PS A couple of them are as big, if not bigger than a basketball


----------



## sweenyite (Feb 22, 2009)

I'd take the ripest looking one, and cut it. Then you can judge the rest from there. Just my .02


----------



## boat_money (May 21, 2004)

i believe they smell ripe when ready


----------



## Lucky Wave (Jan 28, 2009)

curly thing close to the where the vine and melon connect will turn completely brown


----------



## Ibtsoom (Jun 2, 2009)

*Brown Tendril*



Lucky Wave said:


> curly thing close to the where the vine and melon connect will turn completely brown


This is the same way I was able to tell when mine were ready -- the tendril closest to the where the melon hooks onto the vine turns brown. My only problem is I can't find any variety of melons that are super sweet anymore. They're kind of sweet but not what I remember from when I was a kid. Anyone have any suggestions?


----------



## Charlie2 (Aug 21, 2004)

*Watermelon*

The curly cue is brown and the spot on the bottom yellow. C2


----------



## rvj (May 14, 2006)

Lucky Wave said:


> curly thing close to the where the vine and melon connect will turn completely brown


 This is correct, and it takes about 80 days to mature. So it might be about the first of sept are so...... I have some that I let over ripen, I planted them back in May....


----------



## w_r_ranch (Jan 14, 2005)

Ibtsoom said:


> . My only problem is I can't find any variety of melons that are super sweet anymore. They're kind of sweet but not what I remember from when I was a kid. Anyone have any suggestions?


I can vouch for the 'Moon & Stars', they are excellent!!!









Jenny Hybrid

Queen Hybrid

Moon & Stars

Crunch Hybrid


----------



## rvj (May 14, 2006)

I have a great patch of Moon and Stars, growing now. Try the Moon and Stars Yellow flesh its said to be even sweeter. I also grew a patch of fordhood hybrids, they were great. Get a free catalog from http://rareseeds.com/ . They have a GREAT variety of veggy's some that are very rare. And they have every melon you can think of. 
I grew some Purple Russian tomato's. Pick them, put them in the frige, and eat them just like a plums, they are delicious...


----------



## Farmer Jim (May 21, 2004)

Ibtsoom said:


> My only problem is I can't find any variety of melons that are super sweet anymore. They're kind of sweet but not what I remember from when I was a kid. Anyone have any suggestions?

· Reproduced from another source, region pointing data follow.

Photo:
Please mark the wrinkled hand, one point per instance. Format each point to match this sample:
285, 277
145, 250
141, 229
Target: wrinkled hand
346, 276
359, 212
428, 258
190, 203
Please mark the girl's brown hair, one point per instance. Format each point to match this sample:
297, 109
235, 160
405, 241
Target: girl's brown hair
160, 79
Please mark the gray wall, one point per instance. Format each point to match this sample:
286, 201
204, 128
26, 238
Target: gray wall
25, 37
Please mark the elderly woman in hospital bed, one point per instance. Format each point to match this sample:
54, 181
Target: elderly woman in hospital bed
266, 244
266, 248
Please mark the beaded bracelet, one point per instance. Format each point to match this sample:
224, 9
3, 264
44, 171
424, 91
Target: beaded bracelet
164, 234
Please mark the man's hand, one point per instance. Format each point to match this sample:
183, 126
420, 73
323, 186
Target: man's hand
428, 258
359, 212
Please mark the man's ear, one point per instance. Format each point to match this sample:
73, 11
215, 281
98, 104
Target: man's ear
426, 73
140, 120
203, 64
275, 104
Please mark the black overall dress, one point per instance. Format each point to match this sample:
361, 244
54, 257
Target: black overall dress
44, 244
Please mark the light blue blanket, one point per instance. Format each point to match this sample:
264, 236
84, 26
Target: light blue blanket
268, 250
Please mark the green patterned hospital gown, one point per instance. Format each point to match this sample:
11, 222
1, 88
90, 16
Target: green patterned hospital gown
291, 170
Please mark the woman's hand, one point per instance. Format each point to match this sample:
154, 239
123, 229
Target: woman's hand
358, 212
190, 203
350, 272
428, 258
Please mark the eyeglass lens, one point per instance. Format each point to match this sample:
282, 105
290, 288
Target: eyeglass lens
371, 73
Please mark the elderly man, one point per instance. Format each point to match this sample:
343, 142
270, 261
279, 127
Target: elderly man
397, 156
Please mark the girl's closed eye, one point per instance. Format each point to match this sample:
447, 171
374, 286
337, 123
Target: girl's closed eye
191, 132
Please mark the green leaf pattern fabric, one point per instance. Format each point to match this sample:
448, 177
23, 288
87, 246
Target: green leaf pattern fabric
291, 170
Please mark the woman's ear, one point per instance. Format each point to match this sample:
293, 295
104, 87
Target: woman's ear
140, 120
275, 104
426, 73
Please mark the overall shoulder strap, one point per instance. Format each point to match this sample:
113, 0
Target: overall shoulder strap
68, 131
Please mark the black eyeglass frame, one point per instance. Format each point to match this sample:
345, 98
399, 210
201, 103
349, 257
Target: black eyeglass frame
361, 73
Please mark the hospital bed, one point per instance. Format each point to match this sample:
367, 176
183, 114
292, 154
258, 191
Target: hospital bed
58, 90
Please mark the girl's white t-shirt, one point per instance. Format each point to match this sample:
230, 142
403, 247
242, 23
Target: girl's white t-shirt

When I was in the Army at Fort Wolters (Mineral Wells, TX), I bought some acreage that had previously been pasture land. I gathered up every cow paddy on my ten acres and a lot from the land adjacent to mine and tilled them into about a 100 X 50 ft. garden. Took me a solid week of gathering them every day after I got off duty and I wheel-barrowed load after load into that garden plot. It was piled 2 feet high when I started tilling. Don't know if it was a coincidence, or the varieties I planted, or the cow paddies, but that was the best garden I ever grew and the water melons and cantelopes were the sweetest I ever tasted. The many times I've grown melons since then, I've done pretty well and had some that were danged good, but I've never matched those I grew in that garden. So, if you have access to a good pasture, it might be worth your time to put a few pick-up loads of cow paddies into your melon patch.


----------



## Ibtsoom (Jun 2, 2009)

I bet I can find some!! I live out in the sticks. Thanks guys for all the help!!


----------



## Too Tall (May 21, 2004)

don't water to much and have well drained soil.


----------



## sweenyite (Feb 22, 2009)

Too Tall said:


> don't water to much and have well drained soil.


Mix in some sand if you don't have sandy soil.


----------